Google DeepMind has developed a new methodology to ensure that advanced AI agents do not act against human intentions. Google DeepMind has come up with an ‘AI Control Roadmap’ that seeks to supervise, observe, and control advanced artificial intelligence agents in case they become dangerous or behave in unintended ways.
The update comes amid the rising trend of AI agents undertaking increasingly complex activities. This includes software engineering, research, cybersecurity, and enterprise management. The new autonomous agents promise great productivity but also bring new threats.
Rohin Shah, who leads the AGI safety and alignment team at Google DeepMind, told Fortune in an interview. “The AI agent framework borrows heavily from traditional cybersecurity, especially insider-threat prevention.
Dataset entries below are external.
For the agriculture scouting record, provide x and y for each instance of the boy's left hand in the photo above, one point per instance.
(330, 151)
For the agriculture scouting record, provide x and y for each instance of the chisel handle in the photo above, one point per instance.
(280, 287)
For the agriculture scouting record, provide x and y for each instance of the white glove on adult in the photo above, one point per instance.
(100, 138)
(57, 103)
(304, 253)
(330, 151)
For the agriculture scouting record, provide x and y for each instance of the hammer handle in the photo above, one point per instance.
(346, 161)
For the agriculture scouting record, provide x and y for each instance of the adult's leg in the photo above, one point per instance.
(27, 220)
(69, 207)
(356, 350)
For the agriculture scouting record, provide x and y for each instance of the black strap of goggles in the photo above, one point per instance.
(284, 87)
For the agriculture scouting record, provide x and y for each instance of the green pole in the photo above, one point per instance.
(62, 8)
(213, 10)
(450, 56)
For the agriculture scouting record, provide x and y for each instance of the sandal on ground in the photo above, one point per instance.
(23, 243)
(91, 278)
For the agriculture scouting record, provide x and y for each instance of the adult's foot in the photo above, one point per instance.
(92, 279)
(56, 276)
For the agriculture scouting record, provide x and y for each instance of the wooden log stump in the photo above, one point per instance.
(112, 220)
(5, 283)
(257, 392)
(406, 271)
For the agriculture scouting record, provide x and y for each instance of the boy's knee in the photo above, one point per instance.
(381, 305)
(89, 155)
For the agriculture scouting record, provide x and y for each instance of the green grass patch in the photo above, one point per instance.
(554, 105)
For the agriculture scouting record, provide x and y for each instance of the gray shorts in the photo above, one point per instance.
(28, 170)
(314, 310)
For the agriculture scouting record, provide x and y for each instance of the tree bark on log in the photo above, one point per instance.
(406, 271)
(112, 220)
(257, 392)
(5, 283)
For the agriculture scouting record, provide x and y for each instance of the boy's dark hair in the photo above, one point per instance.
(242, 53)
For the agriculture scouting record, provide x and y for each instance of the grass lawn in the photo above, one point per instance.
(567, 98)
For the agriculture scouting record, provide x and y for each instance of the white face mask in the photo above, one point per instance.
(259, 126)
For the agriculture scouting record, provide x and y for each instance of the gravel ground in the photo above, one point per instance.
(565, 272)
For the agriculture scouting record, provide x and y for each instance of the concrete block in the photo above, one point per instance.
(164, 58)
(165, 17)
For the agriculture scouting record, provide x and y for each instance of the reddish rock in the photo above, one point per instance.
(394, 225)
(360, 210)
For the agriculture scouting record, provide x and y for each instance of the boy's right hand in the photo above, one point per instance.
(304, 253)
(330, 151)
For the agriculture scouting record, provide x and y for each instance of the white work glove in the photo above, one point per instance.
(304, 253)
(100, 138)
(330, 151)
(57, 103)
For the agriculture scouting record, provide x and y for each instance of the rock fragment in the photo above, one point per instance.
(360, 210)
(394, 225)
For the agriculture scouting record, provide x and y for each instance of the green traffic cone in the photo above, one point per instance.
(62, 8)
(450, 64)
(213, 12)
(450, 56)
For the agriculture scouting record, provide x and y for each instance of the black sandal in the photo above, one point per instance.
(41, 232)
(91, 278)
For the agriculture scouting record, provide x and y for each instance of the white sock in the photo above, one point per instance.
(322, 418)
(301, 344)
We borrow a lot from security, which already deals with the threat of internal employees who might be malicious, and we can apply these to a new setting. AI is systematically different from humans.”
The key highlight of the roadmap is its cybersecurity-inspired approach. Rather than focusing solely on future AI systems as software programs, DeepMind views advanced AI agents as threats to the organization, akin to potential insider threats.
According to DeepMind, advanced AI technology can misuse its access to information, bypass security measures, or pursue goals that conflict with those assigned to it. The roadmap draws inspiration from how enterprises address their insider threat problem. However, this doesn’t mean that AI is the solution to every issue!
DeepMind stresses that truly dangerous autonomous AI agents do not yet exist. The firm believes the industry needs to start preparing before these types of systems become a reality. It will be necessary to ensure that monitoring and control techniques develop as quickly as the AI agents being monitored.
Looking ahead, as businesses rapidly adopt AI agent-based systems, DeepMind’s roadmap could serve as a model for industry-wide safety guidelines.